Even for international tech cities that previously had close links to Silicon Valley, the pandemic is altering relationships. Tal Barnoach, an Israeli investor, didn’t have a week, pre-pandemic, in which a founder of one of his 30 portfolio companies wasn’t flying to the States. He personally would travel to the U.S. a dozen times a year. Now, everyone is grounded in Israel, and he hasn’t been to the U.S. since the beginning of last year.
Although Barnoach thinks that the relationship between the two countries will largely return to normal, he has noticed a shift in the Israeli tech scene. The growth and scaling of local tech companies is increasing, which is, in turn, creating more possibilities for Israeli firms to do business with one another. “There are a lot of entrepreneurs who will move to the U.S. to launch a startup there,” he told Rest of World. “We’re going to see fewer and fewer people like this.”
But the majority of the international tech workers living in the United States aren’t investors or serial entrepreneurs. They’re software developers, customer-success representatives, and marketing associates trying to get a foothold in the industry in the most proven way: getting a visa and moving to New York or the Bay Area. Now, they’re stuck figuring out what a post-Covid-19 world will look like.
In 2019, Raisha Shrestha had just graduated from college and received a temporary work visa in the U.S. She got a sales job at a fintech company in New York but had been working there for less than a year when the office went fully remote. With her commissions going down, she had to move twice to find cheaper rent. Eventually, she realized the hassle wasn’t worth it and decided to return home to Nepal.

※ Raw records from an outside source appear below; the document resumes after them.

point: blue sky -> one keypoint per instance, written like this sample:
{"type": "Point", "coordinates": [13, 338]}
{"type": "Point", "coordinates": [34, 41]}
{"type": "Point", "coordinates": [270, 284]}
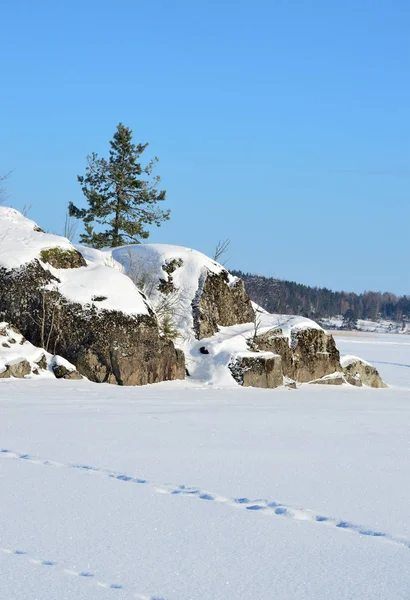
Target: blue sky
{"type": "Point", "coordinates": [282, 125]}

Shrestha has been living with her parents since January. She’s still working East Coast hours, which means going to bed at 5 a.m. and waking up at noon. She’s also paying $500 a month in roaming charges for her phone, but it beats the $3,000 she was paying in rent.
“I have unfinished business in New York,” Shrestha said. She plans on returning to go to grad school for accounting. She wants a real office job, not just a remote one. For the time being, though, she’s adjusting to jet lag and not being able to go to her corner bodega. “Right now, decision-making is just so overwhelming.”